Python is an established, widely used programming language, Haskell, for all of its innovations, is still a fairly niche language — and, unlike Python, it’s also compiled and functional. Nevertheless, in this talk, Bob Ippolito tells Python developers that Haskell has a lot to teach Python — particularly in the area of type checking as a way to ensure that programs won’t encounter surprising runtime errors.
One of the great things about high-level languages is that you can depend on the existence of strings to work with text. Ruby is no exception; its String class is as flexible as it is useful. It’s hard to imagine a program that doesn’t use String somewhere. But how is Ruby’s String class implemented? And how can knowing this help us to write more efficient programs? In this talk, Chris Kelly (re)-introduces us to the innards of Ruby’s String class, and shows us how many parts of Ruby’s memory system interact when working with strings. If you’re a Ruby developer, you’re no longer to take string allocation for granted after watching this talk.
“Big data” is big, and tools to work with it are also big — in that they’re both numerous, and are growing in popularity and sophistication. One of the latest technologies aimed at making big data accessible and easier to analyze is Apache Spark — which operates in memory, is highly parallel, working with a number of programming languages (including Java, Scala, and Python), uses a variety of back ends, and can be queried using familiar tools such as SQL. In this talk, Spark developers Reynold Xin and Aaron Davidson introduce Spark, and describe what it can do for you and your organization.
Emacs has long been a popular editor for programmers of all languages. But given that Emacs is written (and extended) in Lisp, it’s no surprise that Lisp hackers have a particular affinity for Emacs. In the case of Clojure, there have been several generations of Emacs modes and tools over the years. In this talk, Bozhidar Batsov, the current maintainer of the CIDER Emacs development environment for Clojure, describes the history of these tools, why he prefers them, and how the tools and the language have both evolved over time.
It used to be hard to get a program to work. Nowadays, however, it’s easy to get a program to work — but does it work well? Is it maintainable? Python has long emphasized the need for not only working code, but for maintainable, easy to read, and idiomatic code. In this talk, Raymond Hettinger describes a number of ways in which working (but non-standard) Python code can be turned into something that looks, feels, and acts like the Python that we’re encouraged to write.
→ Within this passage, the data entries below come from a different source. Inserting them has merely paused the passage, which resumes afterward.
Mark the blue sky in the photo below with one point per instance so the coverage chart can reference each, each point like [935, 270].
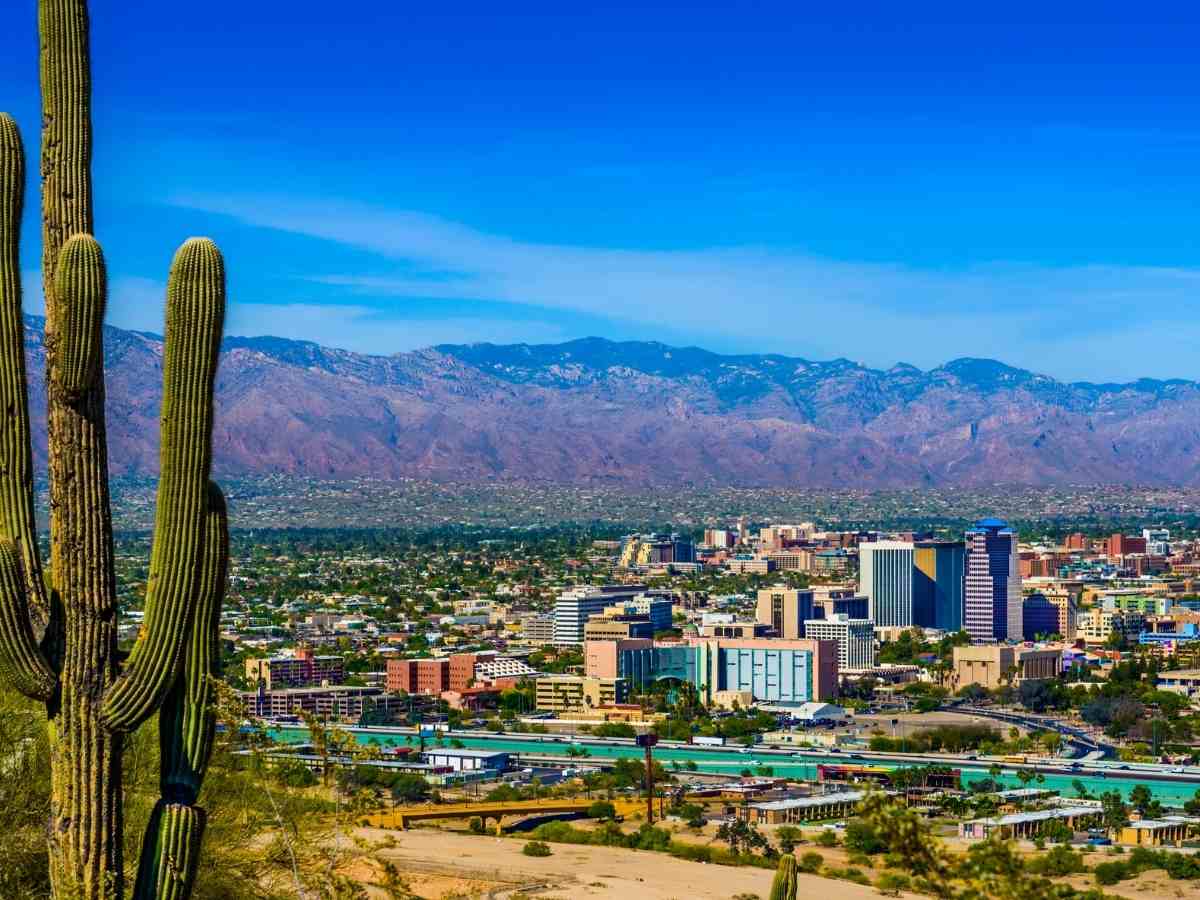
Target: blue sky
[742, 177]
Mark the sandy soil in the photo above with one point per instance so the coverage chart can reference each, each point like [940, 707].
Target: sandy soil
[498, 868]
[1147, 886]
[911, 723]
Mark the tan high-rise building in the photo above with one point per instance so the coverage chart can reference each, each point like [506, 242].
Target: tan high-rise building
[785, 610]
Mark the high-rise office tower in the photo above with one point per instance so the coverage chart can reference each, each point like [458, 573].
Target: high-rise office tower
[785, 610]
[937, 593]
[991, 598]
[886, 576]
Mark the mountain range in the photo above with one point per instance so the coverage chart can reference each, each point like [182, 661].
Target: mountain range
[641, 414]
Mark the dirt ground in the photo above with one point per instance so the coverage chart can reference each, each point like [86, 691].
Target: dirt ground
[438, 864]
[1147, 886]
[910, 723]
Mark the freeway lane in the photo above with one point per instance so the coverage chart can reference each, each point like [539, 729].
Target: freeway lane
[1170, 789]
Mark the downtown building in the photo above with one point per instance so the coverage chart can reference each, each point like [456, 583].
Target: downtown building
[855, 639]
[574, 607]
[769, 670]
[785, 610]
[940, 570]
[991, 598]
[886, 577]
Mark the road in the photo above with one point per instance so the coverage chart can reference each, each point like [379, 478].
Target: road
[1167, 784]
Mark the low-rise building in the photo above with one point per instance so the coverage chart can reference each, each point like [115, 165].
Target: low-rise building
[419, 676]
[461, 760]
[561, 693]
[1030, 825]
[1181, 681]
[1096, 625]
[802, 809]
[994, 665]
[304, 669]
[1168, 831]
[367, 706]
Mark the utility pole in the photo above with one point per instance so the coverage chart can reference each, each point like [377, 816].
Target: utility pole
[648, 741]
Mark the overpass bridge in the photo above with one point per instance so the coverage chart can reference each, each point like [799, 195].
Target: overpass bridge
[491, 811]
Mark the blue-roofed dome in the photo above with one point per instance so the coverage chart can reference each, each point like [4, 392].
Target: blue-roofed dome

How far should we go in making sure that our programs are robust? What techniques can we employ to make our code more readable? What stories can we tell via our object and method names? In this talk, Katrina Owen creates and evolves a set of programs, describing the trade-offs that we make when we create code, and what object-oriented design principles can teach us about improving our code.
Developing programs in Ruby almost certainly means using software developed by other people. This means that your software — and maybe even your business — now depends on the quality of software written by people you don’t know, and who don’t owe you any support. How can we improve this state of affairs? How can we improve the ways in which people within the open-source ecosystem improve their communication, trust, and general interest in working together for everyone’s mutual benefit? In this talk, Justin Searls describes the current state of open source, and describes different ways in which open-source contributors and their users might be able to improve not only the code, but also the ways in which that code is developed.
If you have written a Python program, then you have almost certainly used Python packages. A large number of packages are distributed via PyPI, the Python Package Index. The easiest way to download, install, and use packages from PyPI is “pip,” which is standard in all of the most recent versions of Python. It turns out that behind PyPI and pip is a group of developers known as the “Python Packaging Authority.” In this talk, PPA member and Python core developer Nick Coghlan describes what the PPA does, and how it tries to solve problems that Python developers face now and in the future.
How can you take advantage of today’s multicore systems? Write concurrent programs, of course. But that requires all sorts of tricks and cleverness, such as locking and mutexes. In this talk, two well-known computer scientists (Simon Peyton-Jones and Tim Harris) outline “software transactional memory” — the idea that as with databases, programs can offer transactional access to data. STM is used in Clojure and Haskell to avoid concurrency problems, and its proponents say that it solves many of the problems associated with traditional threading and locking.